The verbs caмcыpa ‘to ill, be down at health’ despite the semantic affinity with the verbs from Table 7, is set outside the scope of the subclass, because it does not take arguments with бeлән ‘with’ postposition, unlike the verbs represented in the Table 7.

7 Conclusion

In this paper, we described the methodology for constructing TatWordNet on the base of the three resources: Russian-Tatar Social-Political Thesauru (TatThes), Tatar translation of RuWordNet and the Database of Semantic Classes of Tatar Verbs (TatVerbClass). Currently, TatWordNet consists in the three components, corresponding to these sources.
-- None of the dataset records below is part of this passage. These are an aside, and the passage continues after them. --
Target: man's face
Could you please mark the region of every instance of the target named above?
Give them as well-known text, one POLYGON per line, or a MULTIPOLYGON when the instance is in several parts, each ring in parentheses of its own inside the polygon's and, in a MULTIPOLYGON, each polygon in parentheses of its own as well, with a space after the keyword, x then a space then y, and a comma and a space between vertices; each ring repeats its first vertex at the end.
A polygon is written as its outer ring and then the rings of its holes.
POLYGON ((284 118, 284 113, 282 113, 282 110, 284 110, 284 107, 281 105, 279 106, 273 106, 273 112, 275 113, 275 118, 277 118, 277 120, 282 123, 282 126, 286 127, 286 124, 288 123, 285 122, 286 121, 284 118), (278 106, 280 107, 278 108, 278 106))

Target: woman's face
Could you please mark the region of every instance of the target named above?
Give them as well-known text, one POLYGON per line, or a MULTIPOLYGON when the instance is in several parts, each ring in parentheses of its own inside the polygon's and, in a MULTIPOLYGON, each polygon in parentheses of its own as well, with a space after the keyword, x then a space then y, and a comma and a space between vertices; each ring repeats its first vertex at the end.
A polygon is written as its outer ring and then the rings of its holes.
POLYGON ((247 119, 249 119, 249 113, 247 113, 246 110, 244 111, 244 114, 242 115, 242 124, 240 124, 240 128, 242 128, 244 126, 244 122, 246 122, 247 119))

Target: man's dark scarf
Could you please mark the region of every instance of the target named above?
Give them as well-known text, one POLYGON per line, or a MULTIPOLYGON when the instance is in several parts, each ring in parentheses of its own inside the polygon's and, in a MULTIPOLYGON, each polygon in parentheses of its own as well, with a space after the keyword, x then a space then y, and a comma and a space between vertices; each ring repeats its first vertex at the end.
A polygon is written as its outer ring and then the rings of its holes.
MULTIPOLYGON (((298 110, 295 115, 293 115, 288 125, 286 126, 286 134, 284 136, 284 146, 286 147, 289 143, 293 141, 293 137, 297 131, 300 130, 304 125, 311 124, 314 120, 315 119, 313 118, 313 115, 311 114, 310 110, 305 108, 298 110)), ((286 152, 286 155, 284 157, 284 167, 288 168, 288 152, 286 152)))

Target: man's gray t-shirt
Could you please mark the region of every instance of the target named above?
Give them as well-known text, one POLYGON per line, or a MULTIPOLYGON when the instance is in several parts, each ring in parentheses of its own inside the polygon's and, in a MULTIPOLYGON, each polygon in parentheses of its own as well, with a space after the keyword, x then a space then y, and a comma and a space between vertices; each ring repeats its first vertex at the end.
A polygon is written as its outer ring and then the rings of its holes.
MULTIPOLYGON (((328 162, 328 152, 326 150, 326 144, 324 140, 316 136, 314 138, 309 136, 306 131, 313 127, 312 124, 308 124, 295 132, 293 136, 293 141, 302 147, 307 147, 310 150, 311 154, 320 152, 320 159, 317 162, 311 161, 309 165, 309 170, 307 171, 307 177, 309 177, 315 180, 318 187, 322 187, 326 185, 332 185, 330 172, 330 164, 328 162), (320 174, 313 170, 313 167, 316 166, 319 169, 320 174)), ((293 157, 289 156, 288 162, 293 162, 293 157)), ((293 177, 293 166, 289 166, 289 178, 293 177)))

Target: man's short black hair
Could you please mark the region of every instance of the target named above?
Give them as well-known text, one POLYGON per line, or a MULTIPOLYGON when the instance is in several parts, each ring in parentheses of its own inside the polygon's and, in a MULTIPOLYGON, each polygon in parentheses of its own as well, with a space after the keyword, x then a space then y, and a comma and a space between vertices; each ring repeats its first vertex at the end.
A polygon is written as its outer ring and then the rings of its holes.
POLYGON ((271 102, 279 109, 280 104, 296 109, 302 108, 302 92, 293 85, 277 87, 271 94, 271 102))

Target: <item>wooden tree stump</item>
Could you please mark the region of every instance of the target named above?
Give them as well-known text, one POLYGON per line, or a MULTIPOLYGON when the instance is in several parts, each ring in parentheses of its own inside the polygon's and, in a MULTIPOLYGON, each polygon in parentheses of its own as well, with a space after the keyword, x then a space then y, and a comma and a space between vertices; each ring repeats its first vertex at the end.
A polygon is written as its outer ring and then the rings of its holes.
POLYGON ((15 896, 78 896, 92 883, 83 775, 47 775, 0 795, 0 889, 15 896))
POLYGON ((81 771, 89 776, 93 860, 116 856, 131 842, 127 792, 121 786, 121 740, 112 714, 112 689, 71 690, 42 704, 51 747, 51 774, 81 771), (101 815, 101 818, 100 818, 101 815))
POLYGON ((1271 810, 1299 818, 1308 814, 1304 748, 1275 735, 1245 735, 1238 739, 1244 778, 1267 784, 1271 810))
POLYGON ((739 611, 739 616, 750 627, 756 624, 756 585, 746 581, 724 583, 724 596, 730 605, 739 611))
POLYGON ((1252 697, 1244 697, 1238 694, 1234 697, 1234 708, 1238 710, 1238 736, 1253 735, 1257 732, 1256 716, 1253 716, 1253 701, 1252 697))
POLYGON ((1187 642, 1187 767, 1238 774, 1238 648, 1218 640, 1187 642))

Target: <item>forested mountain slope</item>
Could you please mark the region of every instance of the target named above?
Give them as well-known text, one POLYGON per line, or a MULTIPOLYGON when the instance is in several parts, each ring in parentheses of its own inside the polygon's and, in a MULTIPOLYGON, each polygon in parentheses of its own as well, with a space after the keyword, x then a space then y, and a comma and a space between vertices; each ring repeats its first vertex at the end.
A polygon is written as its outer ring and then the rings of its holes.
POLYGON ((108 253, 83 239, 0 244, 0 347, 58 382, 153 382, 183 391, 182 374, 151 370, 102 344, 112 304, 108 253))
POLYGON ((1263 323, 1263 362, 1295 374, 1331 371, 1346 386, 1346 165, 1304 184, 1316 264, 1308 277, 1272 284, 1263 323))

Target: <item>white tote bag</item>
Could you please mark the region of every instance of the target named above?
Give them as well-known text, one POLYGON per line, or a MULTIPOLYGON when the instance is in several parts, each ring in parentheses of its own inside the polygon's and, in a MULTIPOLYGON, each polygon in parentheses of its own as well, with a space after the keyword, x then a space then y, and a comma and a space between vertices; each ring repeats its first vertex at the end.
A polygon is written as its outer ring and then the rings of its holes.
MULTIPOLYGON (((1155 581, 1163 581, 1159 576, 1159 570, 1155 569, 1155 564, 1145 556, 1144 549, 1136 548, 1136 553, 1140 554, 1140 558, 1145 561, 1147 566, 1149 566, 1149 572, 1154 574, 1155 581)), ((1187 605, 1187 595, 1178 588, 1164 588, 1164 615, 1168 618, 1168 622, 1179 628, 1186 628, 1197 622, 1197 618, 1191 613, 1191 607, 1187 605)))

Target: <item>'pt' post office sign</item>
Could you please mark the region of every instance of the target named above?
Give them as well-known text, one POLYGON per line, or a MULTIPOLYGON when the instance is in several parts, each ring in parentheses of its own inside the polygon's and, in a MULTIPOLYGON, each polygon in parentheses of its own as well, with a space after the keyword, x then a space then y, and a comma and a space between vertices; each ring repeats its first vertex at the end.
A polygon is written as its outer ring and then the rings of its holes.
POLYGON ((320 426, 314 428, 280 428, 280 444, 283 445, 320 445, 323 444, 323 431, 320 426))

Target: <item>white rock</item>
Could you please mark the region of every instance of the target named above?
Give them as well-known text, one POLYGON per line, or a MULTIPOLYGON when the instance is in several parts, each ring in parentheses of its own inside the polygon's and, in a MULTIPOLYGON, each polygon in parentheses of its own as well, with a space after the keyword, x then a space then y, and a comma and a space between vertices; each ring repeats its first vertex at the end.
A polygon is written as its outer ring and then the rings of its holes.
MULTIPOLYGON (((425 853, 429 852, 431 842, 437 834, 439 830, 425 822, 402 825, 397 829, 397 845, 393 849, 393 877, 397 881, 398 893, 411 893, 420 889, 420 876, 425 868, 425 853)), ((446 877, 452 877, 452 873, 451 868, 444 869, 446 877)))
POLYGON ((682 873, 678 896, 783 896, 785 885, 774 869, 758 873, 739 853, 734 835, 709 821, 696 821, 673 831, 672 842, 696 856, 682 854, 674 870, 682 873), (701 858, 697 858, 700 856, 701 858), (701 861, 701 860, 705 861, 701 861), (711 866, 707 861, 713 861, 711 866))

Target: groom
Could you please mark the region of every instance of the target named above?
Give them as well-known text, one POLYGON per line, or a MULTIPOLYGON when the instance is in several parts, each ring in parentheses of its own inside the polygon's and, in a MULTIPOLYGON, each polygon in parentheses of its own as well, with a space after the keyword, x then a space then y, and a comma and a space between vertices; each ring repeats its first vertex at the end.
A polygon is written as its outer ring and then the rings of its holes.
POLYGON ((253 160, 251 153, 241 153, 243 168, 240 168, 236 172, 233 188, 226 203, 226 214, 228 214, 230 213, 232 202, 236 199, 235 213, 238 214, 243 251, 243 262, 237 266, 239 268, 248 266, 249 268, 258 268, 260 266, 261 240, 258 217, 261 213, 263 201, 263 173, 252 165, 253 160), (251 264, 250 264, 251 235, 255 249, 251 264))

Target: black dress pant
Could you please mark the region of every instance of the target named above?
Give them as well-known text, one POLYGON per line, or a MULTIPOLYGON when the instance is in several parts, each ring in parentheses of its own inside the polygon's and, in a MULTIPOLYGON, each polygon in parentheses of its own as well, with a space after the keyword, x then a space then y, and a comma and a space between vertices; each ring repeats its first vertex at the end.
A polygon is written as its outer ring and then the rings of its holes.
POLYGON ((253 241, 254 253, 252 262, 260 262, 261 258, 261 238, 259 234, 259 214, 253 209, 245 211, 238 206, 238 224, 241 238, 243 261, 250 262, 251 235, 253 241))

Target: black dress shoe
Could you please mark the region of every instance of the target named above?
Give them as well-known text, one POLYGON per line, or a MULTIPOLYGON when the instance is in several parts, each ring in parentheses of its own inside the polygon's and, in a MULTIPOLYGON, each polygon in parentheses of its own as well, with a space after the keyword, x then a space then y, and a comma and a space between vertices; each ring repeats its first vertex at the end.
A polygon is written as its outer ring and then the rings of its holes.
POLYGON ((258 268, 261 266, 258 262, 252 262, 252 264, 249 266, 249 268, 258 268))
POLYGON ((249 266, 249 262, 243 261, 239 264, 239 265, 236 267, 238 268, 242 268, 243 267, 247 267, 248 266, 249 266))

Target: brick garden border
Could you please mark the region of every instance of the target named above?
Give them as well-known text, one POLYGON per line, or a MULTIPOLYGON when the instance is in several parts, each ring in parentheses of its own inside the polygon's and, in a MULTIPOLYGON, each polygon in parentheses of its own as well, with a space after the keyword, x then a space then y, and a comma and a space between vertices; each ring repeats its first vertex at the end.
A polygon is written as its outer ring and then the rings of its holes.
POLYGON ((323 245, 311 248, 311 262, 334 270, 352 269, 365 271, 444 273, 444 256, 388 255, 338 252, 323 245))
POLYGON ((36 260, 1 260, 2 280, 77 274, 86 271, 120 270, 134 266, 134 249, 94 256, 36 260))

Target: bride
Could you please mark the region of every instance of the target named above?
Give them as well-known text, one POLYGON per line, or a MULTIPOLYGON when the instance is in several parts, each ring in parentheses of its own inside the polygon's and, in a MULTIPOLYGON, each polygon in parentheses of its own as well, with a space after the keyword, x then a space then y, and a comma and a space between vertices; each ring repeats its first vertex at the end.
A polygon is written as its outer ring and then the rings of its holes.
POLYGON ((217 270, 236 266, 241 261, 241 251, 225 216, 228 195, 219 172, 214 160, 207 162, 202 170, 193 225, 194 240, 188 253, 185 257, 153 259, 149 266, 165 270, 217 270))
Our immediate goal is to complete development of these components and merge them into single unified resource.

After that we are planning to continue our research in the following directions:

  1. 1.

    checking the quality and representativeness of the data obtained through comparison with frequency dictionary created on the basis of the “Tugan tel” Tatar National corpus and adding missing senses;

  2. 2.

    comparing the core data of TatWordNet with the core of Princeton WordNet and adding missing senses;

  3. 3.

    developing hierarchies for adjectives and other parts-of-speech.

Our ultimate goal is to publish Tatar Wordnet on the Linguistic Linked Open Data cloud [20] and integrate it to the Global WordNet Grid [21] via the Collaborative Interlingual Index.